Parameters around these relationships are as important to establish as they are difficult to stick to. “I broke my own rule and wrote a second message that day,” a particularly anxious Barbara admits, when she can see Sami has posted to his blog and not responded to her. After a year of corresponding the anxiety persists, “I went to bed that night feeling relatively calm, but the next morning I awoke in a panic, thinking, ‘Barbara, why do you persist in holding onto this fiction?’” She persists because she’s come this far, she has spent a year getting to know someone intimately in text, video, voice recording. At this point in a correspondence relationship, it feels remiss to abandon it because you have yet to meet. Correspondence continues because there’s still potential, excitement, things to learn, even if the correspondence has to peter out.
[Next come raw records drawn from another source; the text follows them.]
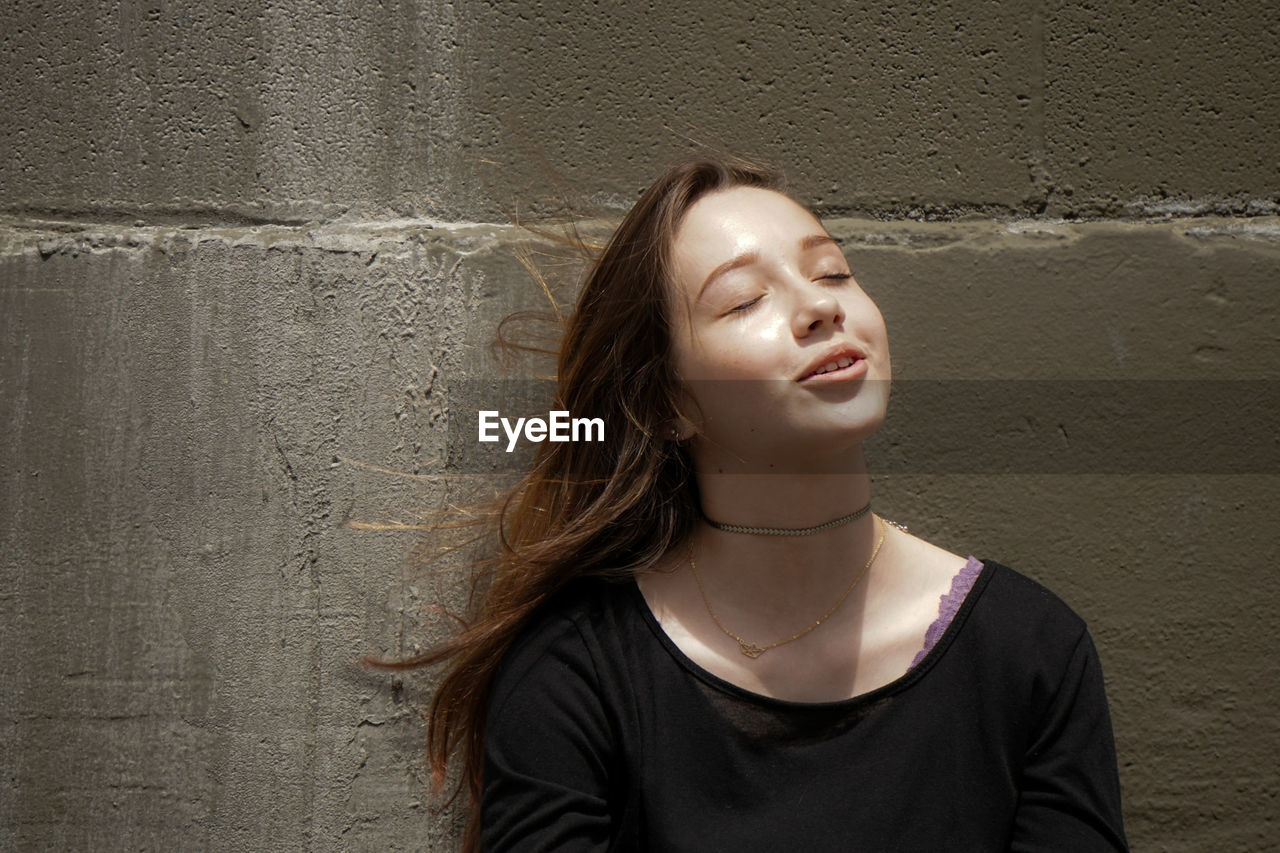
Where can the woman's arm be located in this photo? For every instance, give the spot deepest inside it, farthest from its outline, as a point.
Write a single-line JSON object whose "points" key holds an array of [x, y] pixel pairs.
{"points": [[548, 749], [1070, 788]]}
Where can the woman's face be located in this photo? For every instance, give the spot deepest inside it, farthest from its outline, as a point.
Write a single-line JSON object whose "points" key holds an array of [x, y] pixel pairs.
{"points": [[764, 304]]}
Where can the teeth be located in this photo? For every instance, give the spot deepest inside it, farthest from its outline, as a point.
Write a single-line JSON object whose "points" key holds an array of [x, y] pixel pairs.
{"points": [[844, 361]]}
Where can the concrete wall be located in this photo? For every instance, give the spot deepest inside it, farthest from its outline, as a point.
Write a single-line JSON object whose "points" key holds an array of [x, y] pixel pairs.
{"points": [[250, 251]]}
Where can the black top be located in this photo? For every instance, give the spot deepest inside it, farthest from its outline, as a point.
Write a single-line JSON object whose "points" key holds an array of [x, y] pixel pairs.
{"points": [[603, 735]]}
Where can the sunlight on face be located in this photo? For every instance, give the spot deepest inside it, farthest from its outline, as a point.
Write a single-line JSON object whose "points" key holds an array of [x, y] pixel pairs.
{"points": [[777, 345]]}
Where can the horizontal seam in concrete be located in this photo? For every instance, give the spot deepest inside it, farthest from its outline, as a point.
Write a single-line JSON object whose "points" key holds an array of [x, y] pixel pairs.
{"points": [[49, 237]]}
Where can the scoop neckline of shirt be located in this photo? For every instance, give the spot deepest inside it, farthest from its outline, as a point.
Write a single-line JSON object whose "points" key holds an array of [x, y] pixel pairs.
{"points": [[901, 683]]}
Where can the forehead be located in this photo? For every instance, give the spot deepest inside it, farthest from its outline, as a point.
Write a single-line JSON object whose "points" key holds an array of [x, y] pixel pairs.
{"points": [[740, 219]]}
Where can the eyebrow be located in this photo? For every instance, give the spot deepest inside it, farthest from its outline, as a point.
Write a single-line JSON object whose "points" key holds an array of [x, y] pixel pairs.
{"points": [[746, 259]]}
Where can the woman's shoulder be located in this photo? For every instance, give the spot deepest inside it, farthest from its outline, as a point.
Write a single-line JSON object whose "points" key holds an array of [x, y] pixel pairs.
{"points": [[1019, 598], [1019, 624], [561, 639]]}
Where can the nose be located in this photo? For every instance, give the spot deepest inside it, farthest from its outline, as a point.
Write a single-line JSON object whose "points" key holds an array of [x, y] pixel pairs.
{"points": [[816, 305]]}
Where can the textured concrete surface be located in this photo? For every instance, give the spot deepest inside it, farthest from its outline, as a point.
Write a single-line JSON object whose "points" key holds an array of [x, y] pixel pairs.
{"points": [[291, 112], [248, 263]]}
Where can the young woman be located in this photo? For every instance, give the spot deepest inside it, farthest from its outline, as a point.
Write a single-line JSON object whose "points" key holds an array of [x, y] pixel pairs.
{"points": [[702, 638]]}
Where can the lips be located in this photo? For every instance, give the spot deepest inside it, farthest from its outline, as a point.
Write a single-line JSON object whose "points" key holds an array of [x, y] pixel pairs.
{"points": [[833, 363]]}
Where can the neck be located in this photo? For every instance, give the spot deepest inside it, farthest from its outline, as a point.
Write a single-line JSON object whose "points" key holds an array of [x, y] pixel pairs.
{"points": [[784, 571]]}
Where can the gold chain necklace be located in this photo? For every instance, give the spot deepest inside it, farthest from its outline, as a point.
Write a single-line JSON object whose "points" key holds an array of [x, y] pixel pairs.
{"points": [[750, 648]]}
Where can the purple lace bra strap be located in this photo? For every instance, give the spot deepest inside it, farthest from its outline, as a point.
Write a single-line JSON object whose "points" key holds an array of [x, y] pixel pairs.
{"points": [[949, 605]]}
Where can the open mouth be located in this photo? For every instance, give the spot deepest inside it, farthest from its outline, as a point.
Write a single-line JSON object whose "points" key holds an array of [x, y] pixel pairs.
{"points": [[841, 366]]}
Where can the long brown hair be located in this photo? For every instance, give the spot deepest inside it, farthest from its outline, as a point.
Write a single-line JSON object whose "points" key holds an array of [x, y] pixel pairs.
{"points": [[603, 510]]}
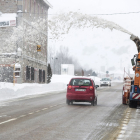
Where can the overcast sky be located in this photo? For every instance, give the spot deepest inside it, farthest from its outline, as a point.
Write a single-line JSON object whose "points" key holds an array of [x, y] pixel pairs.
{"points": [[98, 47]]}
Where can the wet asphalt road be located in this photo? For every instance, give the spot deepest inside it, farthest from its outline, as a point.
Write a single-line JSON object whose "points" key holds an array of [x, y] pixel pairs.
{"points": [[48, 117]]}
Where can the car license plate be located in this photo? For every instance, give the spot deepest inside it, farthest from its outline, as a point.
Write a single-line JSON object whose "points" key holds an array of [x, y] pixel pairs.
{"points": [[79, 89]]}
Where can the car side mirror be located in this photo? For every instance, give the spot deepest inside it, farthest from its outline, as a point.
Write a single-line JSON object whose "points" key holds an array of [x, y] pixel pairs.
{"points": [[96, 86], [132, 62]]}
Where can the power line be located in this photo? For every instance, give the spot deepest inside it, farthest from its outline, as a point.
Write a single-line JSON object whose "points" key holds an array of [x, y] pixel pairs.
{"points": [[109, 14]]}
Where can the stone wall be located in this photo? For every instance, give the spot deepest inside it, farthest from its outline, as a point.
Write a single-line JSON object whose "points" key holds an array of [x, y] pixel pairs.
{"points": [[32, 11]]}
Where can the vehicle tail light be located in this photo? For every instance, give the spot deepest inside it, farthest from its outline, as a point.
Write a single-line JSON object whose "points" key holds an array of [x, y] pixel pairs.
{"points": [[91, 87], [135, 89], [69, 87]]}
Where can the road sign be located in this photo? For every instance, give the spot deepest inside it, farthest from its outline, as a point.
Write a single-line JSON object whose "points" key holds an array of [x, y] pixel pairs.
{"points": [[38, 48]]}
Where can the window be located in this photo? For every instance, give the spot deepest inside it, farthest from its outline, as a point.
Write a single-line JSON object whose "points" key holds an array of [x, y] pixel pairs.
{"points": [[27, 73], [40, 75], [43, 75], [79, 82], [32, 73]]}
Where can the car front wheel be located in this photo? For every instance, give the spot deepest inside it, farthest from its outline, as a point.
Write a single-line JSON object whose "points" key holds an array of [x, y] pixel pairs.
{"points": [[68, 102]]}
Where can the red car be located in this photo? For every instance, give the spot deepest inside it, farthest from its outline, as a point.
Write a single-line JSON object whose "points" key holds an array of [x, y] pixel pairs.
{"points": [[81, 90]]}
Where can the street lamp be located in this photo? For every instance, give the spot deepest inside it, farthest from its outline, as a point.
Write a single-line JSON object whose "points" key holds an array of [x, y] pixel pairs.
{"points": [[54, 64], [0, 13]]}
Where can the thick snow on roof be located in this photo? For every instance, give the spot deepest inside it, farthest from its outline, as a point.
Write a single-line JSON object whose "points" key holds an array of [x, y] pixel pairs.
{"points": [[48, 3], [8, 16]]}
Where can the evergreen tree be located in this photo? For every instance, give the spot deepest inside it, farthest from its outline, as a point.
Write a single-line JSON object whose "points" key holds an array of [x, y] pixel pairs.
{"points": [[49, 73]]}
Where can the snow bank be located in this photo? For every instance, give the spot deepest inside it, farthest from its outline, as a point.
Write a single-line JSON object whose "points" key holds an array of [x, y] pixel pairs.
{"points": [[58, 83]]}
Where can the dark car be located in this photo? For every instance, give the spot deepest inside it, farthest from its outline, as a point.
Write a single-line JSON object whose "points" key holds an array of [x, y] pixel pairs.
{"points": [[81, 90]]}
The loss of Rilke to the correspondence threeway with Tsvetaeva and Pasternak caused the Soviet poets’ correspondence to trickle into what we nowadays refer to as benching until a disappointing meeting 10 years later, of which Tsvetaeva declared, “It happened — and what a non-meeting it turned out to be!” Truly, one of the anxieties of these URL–IRL liaisons is that they won’t translate. The apprehension of not matching the image you’ve created of yourself in text will often prevent a meeting. One pen pal tells me I won’t like him in real life. Another is far too confident that I will. Browning’s Sami flits nervously between the two positions, finally deciding he’s not yet ready for a first encounter. Barbara and he continue to correspond, but at a reduced pace, with reduced urgency. Barbara settles for communicating with the idea of Sami, at least for a while, from her position on the bench. She decides to have faith in his assertion they will meet, eventually.
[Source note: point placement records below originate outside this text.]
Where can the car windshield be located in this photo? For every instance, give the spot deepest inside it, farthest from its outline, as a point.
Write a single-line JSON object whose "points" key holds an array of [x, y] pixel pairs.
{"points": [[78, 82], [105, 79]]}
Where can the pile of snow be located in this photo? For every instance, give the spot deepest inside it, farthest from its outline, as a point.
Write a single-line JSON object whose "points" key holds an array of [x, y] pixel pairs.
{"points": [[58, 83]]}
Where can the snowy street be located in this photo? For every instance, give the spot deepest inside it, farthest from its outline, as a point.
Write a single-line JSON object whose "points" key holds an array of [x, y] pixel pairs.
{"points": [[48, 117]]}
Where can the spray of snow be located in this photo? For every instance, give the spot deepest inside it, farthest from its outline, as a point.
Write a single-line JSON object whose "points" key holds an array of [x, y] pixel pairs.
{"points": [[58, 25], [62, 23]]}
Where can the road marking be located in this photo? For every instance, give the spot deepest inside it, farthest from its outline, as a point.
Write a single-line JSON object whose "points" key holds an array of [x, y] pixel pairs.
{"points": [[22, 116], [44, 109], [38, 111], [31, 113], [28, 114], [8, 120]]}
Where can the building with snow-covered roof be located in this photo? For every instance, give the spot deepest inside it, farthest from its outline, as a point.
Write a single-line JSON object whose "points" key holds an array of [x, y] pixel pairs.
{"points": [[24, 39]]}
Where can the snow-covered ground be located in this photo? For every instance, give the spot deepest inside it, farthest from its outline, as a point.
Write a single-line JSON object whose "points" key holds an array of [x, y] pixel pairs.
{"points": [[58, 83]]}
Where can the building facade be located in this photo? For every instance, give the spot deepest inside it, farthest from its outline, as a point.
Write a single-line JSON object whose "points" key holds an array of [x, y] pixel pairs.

It seems that we’re not seeing the emergence of a new kind of relationship exactly, as we enter these tenuous back and forths with someone on the other side of the screen. What we’re seeing is the acceleration of the relationship, correspondences that revolved around a weekly letter or daily email are allowed to expand as much as the correspondents would like, across mediums. Wark and Acker attempted to respond to each email the other sent, sometimes writing multiple times in a sitting. Barbara and Sami’s semi-fictional relationship begins in the ether of Myspace and continues daily through email, YouTube videos, and voice recordings. What we’re seeing is relationships emerging at an accumulative rate, after an initial vetting process. We have more access to strangers now as our ability to encounter new people has increased. We have the ability to hold strangers in our lives longer, with very little labor involved, which is what we’re reckoning with when we say we’re feeling “benched.” Instead, perhaps we are reckoning with the vast spaces in between hellos that Victorians were able to blame entirely on the postal service. As we wait, anxiously, 24 hours, a week for a reply, or months, years for an IRL meeting, we could remember that our foremothers had to wait much, much longer.